Artists Nora Ligorano and Marshall Reese, known collectively as LigoranoReese, have become known for a particular type of ephemeral installation art created to make a social/political statement: they make enormous ice sculptures where their disappearance is a key part of what they’re trying to convey. While the two have worked together for more than 30 years and created many types of art, these sculptures have attracted attention at events such as the September 2014 People’s Climate March in New York City. There their piece Dawn of the Anthropocene featured the words “The Future” and its melting made a pointed statement about climate change.
Now the artists and their team are planning a double-barreled installation to take place in Cleveland during the Republican convention and in Philadelphia during the Democratic convention. The 4,000 pound sculptures with the words “The American Dream” will melt within 24 hours — or sooner, depending on the weather. It follows up their melting of the words “Democracy” at the 2008 conventions and “Middle Class” at the 2012 gatherings.
“Their disappearance will highlight the erosion of opportunity and social equality in society, intensified even further this election year,” say the artists. “Seeing one of the central tenets of postwar America disappear, suspends disbelief.”

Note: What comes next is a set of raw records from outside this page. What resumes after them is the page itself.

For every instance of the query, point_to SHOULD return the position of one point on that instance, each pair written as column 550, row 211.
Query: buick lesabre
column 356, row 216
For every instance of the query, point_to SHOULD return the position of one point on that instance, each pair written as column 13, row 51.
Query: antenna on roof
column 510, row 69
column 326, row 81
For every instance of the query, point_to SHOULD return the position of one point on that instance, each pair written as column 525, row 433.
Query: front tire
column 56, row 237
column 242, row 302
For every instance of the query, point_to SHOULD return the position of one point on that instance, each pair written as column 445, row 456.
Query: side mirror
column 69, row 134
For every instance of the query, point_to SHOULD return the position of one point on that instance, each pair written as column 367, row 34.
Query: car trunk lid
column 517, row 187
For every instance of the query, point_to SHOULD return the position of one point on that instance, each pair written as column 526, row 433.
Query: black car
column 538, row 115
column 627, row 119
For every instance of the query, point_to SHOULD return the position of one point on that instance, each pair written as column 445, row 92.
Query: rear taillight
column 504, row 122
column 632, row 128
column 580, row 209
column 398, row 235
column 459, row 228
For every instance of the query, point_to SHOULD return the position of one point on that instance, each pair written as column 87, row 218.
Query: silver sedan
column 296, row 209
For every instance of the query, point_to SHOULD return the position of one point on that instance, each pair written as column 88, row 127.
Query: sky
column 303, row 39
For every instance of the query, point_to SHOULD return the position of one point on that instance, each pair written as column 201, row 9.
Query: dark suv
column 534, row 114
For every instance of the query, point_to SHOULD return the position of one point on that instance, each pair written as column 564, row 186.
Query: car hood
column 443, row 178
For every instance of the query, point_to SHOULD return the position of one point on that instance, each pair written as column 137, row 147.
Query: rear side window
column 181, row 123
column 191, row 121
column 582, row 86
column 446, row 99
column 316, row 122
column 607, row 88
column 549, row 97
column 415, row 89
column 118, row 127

They add that they hope seeing the sculpture melt “will create a sense of urgency and act as a call to action.” They’ll be part of “A Day of Art, Politics and the American Dream” at the Transformer Station where you can watch it melt starting at 12:30pm.
In addition, they’ll be holding writers’ residencies where writers such as RA Washington and Dr. Mary Weems will have two hours to write their impressions of the project and upload them to the meltedaway website.
But that’s not all. The event will also be accompanied by The American Dream: A Symposium at the Intersection of Art and Politics from 1-4pm at the Transformer Station, sponsored by the City Club of Cleveland. It’s a series of panel discussions revolving around how the arts are or can be used to address issues of inequality and access. The panels, which are free, feature a who’s who of Cleveland’s burgeoning arts scene, as well as Ligorano and Reese, and photographer Spencer Tunick who is in town to do another of his famous nude crowd shots.
Following the panels, artists Corrie Slawson and Elizabeth Emery will present “Making Money the Hard Way” from 4-6pm, making prints to address gender pay disparity in the U.S. And be sure to stop by the courtyard where Mitchell’s will be serving ice cream starting at 4pm.